Durant l’Occupation, l’Alliance suit le gouvernement à Vichy et en reçoit des subsides pour son réseau scolaire. Elle sera expulsée en juin 1942. La Bibliothèque de l’AIU est spoliée par les Nazis et seule une partie des collections sera retrouvée après-guerre en Allemagne.
Pendant ce temps, les directeurs à travers le monde sont livrés à eux-mêmes et doivent faire face à d’importantes difficultés. En 1943, alors que les Alliés libèrent petit à petit les régions où sont implantées les écoles, Charles De Gaulle nomme René Cassin, depuis Londres, à la tête de l’Alliance. Premier civil à répondre à l’Appel du 18 juin 1940, René Cassin participe activement à la « France libre », en tant que conseiller juridique, commissaire à la Justice et à l’Instruction publique au sein du Comité national français… Lors d’une mission effectuée au Moyen-Orient pendant la guerre, il visite les écoles de l’Alliance et prend la mesure des actions de cette institution dont les valeurs rejoignent les siennes.

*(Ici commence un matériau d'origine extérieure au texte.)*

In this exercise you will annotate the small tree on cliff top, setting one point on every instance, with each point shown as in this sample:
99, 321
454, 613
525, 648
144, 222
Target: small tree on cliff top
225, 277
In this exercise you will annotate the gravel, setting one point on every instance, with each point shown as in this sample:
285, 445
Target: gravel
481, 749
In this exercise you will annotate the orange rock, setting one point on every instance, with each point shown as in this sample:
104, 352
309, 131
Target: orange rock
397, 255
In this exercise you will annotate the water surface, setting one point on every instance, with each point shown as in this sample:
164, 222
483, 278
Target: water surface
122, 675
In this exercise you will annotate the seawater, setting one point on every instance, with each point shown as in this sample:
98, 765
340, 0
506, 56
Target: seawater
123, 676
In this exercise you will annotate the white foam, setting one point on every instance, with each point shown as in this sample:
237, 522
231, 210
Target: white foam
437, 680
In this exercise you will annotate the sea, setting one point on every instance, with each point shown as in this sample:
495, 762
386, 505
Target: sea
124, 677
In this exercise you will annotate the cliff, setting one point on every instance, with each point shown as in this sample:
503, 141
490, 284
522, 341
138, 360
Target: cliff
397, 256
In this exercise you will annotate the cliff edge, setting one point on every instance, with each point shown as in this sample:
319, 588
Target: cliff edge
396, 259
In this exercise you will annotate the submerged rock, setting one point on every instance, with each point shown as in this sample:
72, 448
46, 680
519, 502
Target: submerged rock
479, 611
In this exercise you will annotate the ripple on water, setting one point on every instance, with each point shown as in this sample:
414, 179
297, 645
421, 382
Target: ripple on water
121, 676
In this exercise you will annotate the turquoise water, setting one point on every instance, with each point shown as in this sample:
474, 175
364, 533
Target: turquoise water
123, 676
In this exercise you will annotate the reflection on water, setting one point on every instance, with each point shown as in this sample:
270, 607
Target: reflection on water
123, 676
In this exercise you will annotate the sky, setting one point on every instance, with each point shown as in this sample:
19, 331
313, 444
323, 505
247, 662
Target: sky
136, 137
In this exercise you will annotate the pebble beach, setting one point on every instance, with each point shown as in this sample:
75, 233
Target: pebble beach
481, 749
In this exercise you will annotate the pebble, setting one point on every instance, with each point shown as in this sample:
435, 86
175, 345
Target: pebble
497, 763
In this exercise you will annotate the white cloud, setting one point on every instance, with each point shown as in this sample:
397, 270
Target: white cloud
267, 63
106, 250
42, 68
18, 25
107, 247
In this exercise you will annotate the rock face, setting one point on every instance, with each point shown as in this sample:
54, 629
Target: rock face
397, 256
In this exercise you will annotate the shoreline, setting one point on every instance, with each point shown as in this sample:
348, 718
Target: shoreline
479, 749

Après la guerre, ce nouveau président affirme les positions de l’institution face à la décolonisation et à la création de l’État d’Israël, lui donnant ainsi un nouveau souffle. L’AIU s’implique également dans la défense des droits de l’homme et dans la lutte pour permettre aux Juifs d’URSS d’émigrer.
L’Alliance quitte petit à petit les pays musulmans nouvellement indépendants à l’exception du Maroc où de nombreuses écoles avaient été créées dans les villages reculés avant que les Juifs ne quittent ces régions. Elle développe largement ses activités en Israël mais également en France où elle ouvre pour la première fois des écoles primaires et secondaires et se consacre à la diffusion de la culture juive au plus large public à travers la publication de revue, le Collège des Etudes juives ou le développement de sa Bibliothèque.